Short Slate Rule Eliminated (Rule 14a-4(d))

The SEC’s amendments will (other than for funds, registered investment companies and business development companies) eliminate the short slate rule, which allows dissidents to nominate a partial slate of directors by using proxy authority to vote for some company nominees.[9]

Additional Changes Affecting All Director Elections

In addition to rule changes to contested elections, the final rules establish new requirements applicable to all director elections, including those that are uncontested. Such requirements mandate that where “against” and “abstain” voting options have legal effect under state law, such options be provided on proxy cards. On the other hand, where there is no legal effect of an “against” vote under state law, voting options must include a “withhold” choice. Additionally, the effect of all voting options provided must be disclosed in the proxy statement along with the methods by which votes will be tallied.

The Effective Date

The new rules will go into effect 60 days after publication in the Federal Register. To allow companies the opportunity to transition, compliance with the new rules will be required for board elections occurring after August 31, 2022.

Companies should begin to analyze whether and how any of its governing documentation will need to change as a result of these new and revised rules. For example, the new obligation in contested elections that companies provide notice to dissidents of their nominees fifty (50) days prior to the anniversary of the prior year’s meeting may require some companies to finalize their nominees earlier than they previously would have. In addition, under new Rule 14a-5(e)(4), companies must remember that after August 31, 2022, their proxy statements for shareholder meetings must include a disclosure of the deadline for receiving notice of dissident nominees under the universal proxy rules.
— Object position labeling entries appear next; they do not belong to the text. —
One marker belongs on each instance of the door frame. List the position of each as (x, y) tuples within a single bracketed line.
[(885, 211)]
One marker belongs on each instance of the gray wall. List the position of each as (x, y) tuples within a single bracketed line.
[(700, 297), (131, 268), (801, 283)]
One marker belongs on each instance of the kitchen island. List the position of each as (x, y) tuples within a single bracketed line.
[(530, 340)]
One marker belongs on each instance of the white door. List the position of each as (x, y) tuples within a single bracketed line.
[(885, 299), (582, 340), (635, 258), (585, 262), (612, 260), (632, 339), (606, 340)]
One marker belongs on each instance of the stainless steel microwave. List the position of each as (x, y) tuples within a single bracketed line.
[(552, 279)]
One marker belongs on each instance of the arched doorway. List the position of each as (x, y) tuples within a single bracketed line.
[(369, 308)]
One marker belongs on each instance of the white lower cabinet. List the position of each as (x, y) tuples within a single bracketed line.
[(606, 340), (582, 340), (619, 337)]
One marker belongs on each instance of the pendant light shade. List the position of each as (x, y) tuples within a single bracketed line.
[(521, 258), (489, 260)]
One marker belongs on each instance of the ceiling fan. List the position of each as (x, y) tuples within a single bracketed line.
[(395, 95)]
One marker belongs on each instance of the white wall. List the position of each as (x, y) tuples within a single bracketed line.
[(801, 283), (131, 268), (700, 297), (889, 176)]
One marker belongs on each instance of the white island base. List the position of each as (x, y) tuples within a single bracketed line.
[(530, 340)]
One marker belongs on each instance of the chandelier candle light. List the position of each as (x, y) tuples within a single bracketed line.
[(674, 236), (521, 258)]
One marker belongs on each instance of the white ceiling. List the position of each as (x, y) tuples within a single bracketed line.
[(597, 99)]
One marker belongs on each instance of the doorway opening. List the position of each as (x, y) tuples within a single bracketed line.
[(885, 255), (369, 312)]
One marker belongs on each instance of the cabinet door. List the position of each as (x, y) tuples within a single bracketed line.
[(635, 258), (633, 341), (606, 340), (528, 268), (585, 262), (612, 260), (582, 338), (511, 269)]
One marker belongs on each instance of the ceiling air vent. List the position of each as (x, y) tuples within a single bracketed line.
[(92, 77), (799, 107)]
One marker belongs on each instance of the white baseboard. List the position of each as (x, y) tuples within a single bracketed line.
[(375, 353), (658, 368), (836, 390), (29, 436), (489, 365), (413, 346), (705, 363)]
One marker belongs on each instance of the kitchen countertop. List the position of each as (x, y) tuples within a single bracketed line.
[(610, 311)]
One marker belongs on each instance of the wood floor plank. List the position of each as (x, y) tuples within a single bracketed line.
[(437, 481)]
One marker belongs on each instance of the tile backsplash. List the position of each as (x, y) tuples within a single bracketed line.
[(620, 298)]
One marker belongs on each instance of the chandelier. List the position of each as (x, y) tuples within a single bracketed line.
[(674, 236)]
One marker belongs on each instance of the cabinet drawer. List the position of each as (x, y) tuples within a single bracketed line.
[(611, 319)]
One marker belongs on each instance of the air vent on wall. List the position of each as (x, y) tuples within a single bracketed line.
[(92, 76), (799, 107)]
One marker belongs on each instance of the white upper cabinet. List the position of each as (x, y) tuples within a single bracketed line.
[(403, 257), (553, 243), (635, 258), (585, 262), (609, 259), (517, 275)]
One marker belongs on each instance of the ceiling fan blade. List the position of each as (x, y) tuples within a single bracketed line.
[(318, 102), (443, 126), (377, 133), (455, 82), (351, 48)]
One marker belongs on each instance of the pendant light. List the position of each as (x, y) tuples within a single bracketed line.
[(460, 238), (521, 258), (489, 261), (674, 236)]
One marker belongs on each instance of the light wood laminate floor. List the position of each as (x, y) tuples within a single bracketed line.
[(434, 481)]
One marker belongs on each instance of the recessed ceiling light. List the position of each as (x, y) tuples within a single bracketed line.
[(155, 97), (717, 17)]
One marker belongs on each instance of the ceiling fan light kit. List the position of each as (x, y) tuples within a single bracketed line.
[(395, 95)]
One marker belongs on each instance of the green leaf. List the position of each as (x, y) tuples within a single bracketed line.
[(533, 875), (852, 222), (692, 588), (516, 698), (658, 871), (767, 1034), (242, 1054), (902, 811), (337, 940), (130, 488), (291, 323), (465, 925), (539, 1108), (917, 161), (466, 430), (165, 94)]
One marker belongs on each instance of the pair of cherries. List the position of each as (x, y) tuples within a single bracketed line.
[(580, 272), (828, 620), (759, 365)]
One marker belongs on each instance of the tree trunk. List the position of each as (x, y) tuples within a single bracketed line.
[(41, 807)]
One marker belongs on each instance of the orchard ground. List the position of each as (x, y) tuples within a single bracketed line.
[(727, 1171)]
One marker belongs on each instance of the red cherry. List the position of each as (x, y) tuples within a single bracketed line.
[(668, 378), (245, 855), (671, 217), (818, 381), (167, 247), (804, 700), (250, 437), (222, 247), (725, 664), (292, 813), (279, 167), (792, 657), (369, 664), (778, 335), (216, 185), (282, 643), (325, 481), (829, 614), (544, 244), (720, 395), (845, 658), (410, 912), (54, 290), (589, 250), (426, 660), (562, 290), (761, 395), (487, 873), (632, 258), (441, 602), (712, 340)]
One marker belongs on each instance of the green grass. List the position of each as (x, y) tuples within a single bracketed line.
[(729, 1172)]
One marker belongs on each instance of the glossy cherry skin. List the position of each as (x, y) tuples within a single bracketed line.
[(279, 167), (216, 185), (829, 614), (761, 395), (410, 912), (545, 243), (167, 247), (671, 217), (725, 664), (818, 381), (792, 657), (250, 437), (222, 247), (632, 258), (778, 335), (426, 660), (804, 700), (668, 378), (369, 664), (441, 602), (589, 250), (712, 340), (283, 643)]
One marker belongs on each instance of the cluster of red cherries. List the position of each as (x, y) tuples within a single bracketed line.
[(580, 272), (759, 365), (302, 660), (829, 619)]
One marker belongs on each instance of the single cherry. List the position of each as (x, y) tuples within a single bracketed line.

For questions regarding universal proxy cards and related changes, please contact your GableGotwals attorney or a member of our Corporate & Securities team.

Jeffrey T. Haughey

918-595-4837

jhaughey@gablelaw.com

This article is provided for educational and informational purposes only and does not contain legal advice or create an attorney-client relationship. The information provided should not be taken as an indication of future legal results; any information provided should not be acted upon without consulting legal counsel.


[1] Thus, each side may continue the existing practice of using different color cards to distinguish between the different party’s proxy cards (e.g., white and gold).

[2] Whether the ability to grant authority to vote against or withhold one’s vote from such a slate of nominees will depend on which action has effect under applicable state law.

[3] The notice requirements in this section are in addition to any notice requirements set forth in a company’s governing documents, and therefore, merely set a floor for such notice and do not override or supersede any longer periods required by a company.

[4] This represents an increase from the Proposed Rules which only required solicitation of 50% of the voting power entitled to vote.

[5] Dissidents may elect to satisfy the minimum solicitation requirement by utilizing the notice and access method (i.e., mailing a notice directing the recipient to a website that includes the proxy materials).

[6] If the company has already disclosed the names of its nominees in a preliminary or definitive proxy statement, then this requirement is inapplicable.

[7] Such card must also include, as applicable, any proxy access nominees.

[8] Due to this amendment, companies will need to review the consent language included in the materials (i.e., advance notice bylaws, proxy access bylaws, D&O questionnaires and calendars/checklists) used for nominees to ensure that such language reflects the change.

[9] The rationale for eliminating the short slate rule is that it will be rendered unnecessary because universal proxy will allow shareholders to vote for a full slate of their preferred directors.